You are simply protecting your energy, which sounds spiritual until you realise you have begun negotiating with your own social existence. Eventually, you look around and discover a slightly inconvenient truth: you are not only outside the room but possibly outside the version of yourself that used to function inside it.
And then the question arrives, wearing its uncomfortable little business suit. Do you bet everything on not belonging, committing fully to the glamorous mythology of the permanent outsider? Or do you retreat back into the great human carousel, where many people quietly convince themselves that they are happy while spending suspiciously large portions of their salary on therapy and carefully selected bottles of Sauvignon Blanc that promise emotional buffering?
We choose staying out, telling ourselves it is a sophisticated life strategy. It sounds far better than admitting it might just be deluxe self-preservation. We stake connection by withdrawing from it, but if we step in, we risk staking ourselves. The irony is that sometimes the price of staying out becomes the secret admission ticket back in.
The return on that investment is oddly uncertain. Do we collect it in this lifetime, or is this a long-term heritage project?
The Art of Staying Out: A Cultural Journal on Thought, Exile and Dissent.
The Art of Staying Out explores this exact space between belonging and having the nerve to refuse it. Not the romanticised exile of scented candles, but the real threshold where opting out starts becoming consequential.

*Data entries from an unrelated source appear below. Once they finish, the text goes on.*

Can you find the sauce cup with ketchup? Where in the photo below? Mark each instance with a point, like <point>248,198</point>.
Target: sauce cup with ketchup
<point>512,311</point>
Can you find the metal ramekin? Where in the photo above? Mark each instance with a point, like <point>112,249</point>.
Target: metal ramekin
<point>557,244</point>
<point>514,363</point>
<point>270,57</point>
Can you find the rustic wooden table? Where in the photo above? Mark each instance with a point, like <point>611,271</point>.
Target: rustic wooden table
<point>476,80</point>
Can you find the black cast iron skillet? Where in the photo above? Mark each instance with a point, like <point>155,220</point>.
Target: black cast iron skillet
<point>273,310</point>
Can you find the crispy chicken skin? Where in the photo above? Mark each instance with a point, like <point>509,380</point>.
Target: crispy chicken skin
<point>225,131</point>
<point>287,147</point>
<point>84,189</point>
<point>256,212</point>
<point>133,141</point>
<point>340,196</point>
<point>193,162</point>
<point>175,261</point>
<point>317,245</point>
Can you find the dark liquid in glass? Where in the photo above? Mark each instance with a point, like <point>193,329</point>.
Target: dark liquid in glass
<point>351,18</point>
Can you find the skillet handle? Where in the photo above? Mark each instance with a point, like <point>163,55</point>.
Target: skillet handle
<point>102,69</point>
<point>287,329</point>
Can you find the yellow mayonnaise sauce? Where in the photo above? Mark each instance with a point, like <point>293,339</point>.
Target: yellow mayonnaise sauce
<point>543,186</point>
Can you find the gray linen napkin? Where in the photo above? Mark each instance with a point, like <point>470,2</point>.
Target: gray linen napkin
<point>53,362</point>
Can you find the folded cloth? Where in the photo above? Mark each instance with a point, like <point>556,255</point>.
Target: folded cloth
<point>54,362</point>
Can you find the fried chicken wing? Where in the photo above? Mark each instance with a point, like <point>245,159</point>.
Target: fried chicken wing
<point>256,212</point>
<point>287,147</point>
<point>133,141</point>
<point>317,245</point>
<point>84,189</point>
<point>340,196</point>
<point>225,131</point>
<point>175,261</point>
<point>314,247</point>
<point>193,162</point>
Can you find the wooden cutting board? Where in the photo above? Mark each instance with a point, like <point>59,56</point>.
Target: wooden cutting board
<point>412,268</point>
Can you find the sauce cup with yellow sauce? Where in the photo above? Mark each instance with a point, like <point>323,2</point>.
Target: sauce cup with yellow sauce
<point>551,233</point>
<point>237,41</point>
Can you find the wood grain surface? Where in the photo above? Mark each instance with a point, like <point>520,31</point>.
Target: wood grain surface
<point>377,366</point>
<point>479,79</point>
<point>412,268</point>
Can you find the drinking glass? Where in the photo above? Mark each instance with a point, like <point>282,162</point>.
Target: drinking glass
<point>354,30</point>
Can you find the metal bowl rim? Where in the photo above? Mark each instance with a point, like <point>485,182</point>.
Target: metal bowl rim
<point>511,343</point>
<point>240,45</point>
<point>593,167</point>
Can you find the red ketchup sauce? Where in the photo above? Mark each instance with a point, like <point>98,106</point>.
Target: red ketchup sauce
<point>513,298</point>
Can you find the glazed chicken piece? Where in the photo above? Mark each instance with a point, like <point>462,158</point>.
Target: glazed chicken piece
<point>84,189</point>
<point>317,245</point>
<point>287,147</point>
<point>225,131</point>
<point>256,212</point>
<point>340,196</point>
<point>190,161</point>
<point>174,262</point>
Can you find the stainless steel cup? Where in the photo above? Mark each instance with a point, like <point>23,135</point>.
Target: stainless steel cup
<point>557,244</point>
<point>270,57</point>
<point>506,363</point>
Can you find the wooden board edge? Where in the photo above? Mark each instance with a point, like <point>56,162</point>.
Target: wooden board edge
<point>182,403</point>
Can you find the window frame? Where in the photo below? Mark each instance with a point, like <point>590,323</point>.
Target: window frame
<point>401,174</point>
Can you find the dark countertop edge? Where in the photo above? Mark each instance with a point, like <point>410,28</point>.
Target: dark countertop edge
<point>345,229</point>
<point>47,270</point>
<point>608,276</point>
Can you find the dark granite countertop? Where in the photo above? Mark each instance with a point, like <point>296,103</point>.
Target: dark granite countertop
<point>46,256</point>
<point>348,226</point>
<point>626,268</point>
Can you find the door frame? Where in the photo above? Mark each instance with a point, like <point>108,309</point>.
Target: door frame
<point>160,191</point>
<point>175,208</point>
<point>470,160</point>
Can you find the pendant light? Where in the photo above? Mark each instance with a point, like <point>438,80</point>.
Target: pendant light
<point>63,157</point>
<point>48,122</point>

It is a platform where I explore what exile actually produces: sometimes talent, sometimes clarity, sometimes nothing but friction — and occasionally the outline of a different life altogether. I look at artists, writers, and the so-called difficult or strange figures of their time who questioned the status quo not because it was fashionable, but because it was necessary — or because they simply could not digest it.
This is not a sanctuary for superiority. It is an inquiry into dissent, discomfort, and the price of standing stubbornly apart.